2024 a marqué le retour à Fantasia d’un nouveau film du cinéaste martial Xu Haofeng : 100 Yards. Un authentique pratiquant martial qui se double d’un écrivain, Xu c’est lancé dans le cinéma d’abord comme scénariste (avec The GrandMaster de Wong Kar Wei) puis metteur en scène à partir de 2012. Il a longtemps chorégraphié l’action de ces films adaptés de ses propres écrits100 Yards est le premier film qu’il a coréalisé avec un autre; son propre frère Xu Junfeng.
Tout comme Final Master, le 3e film de Xu, l’intrigue de 100 Yards se situe à Tianjin au cours des années vingt alors que la ville est le haut lieu de la pratique martiale en Chine du Nord. Le fils d’un maitre défunt veut à tout prit affronté le successeur désigné de l’école que son père a fondée dans un grand duel afin de résoudre la rivalité entre les deux hommes. La médiation des ainés de l’école qui imposent des règles strictes de protocoles complique les choses de même que toute sorte de manœuvres secrètes. Le duel aura lieu, mais le fils du maitre fera face à bien d’autres adversaires que juste le successeur.
Deuxième film de Xu à être situé à Tianjin avec une intrigue tournant autour de duels et de cabales secrètes au sein d’une communauté martiale, 100 Yards semblent faire un peu dans la redite même si les motivations des personnages et des cliques sont différentes de ce que l’on retrouve dans Final Master. Une narration conduite en zigzag, des personnages secrets et une emphase sur des codes de conduite opaques sont tous des traits récurrents dans les intrigues des films de Xu et habituellement ils sont captivants. Dans 100 Yards cependant Xu pousse peut-être ses stratégies narratives un peu trop loin ce qui plombe un tant soit peu.
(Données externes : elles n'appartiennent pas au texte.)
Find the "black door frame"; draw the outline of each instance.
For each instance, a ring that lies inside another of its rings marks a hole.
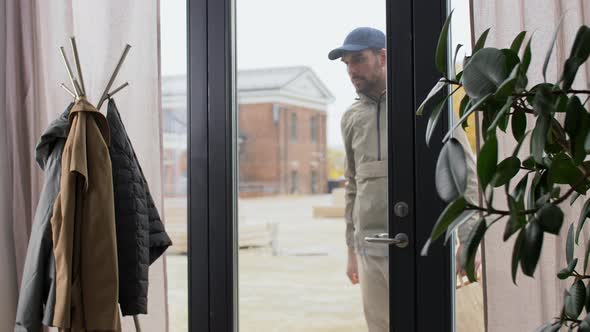
[[[187,0],[191,332],[237,330],[233,1]],[[389,117],[390,233],[404,232],[410,238],[407,248],[390,250],[391,331],[450,332],[451,249],[435,243],[428,257],[420,256],[444,208],[434,190],[434,168],[448,126],[443,118],[445,125],[433,134],[428,148],[427,119],[414,115],[439,78],[434,50],[446,17],[446,0],[430,1],[428,7],[412,0],[386,0],[386,4],[388,47],[395,49],[388,53],[388,105],[394,110]],[[400,201],[410,211],[401,219],[393,213]]]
Malgré les reproches qu’il peut y avoir face à l’originalité de l’intrigue et de sa conduite, il y a quand même suffisamment d’éléments accrocheurs pour susciter l’intérêt. On retrouve notamment un trio de femmes fatales qui par leurs mystères et leurs personnalités sont plus intrigantes que les deux protagonistes masculins. La façon dont Xu traité de l’hybridité dans ses emprunts à d’autres genres (notamment le film noir et même le western), chez certains personnages (l’eurasienne) de même que dans la ville de Tianjian elle-même, attire aussi l’attentionmême si cela ne consiste qu’en fin de compte que de simples coups d’œil. 100 Yards est par ailleurs le premier film de Xu a montré des artistes martiaux d’Occident qui affronte le héros chinois.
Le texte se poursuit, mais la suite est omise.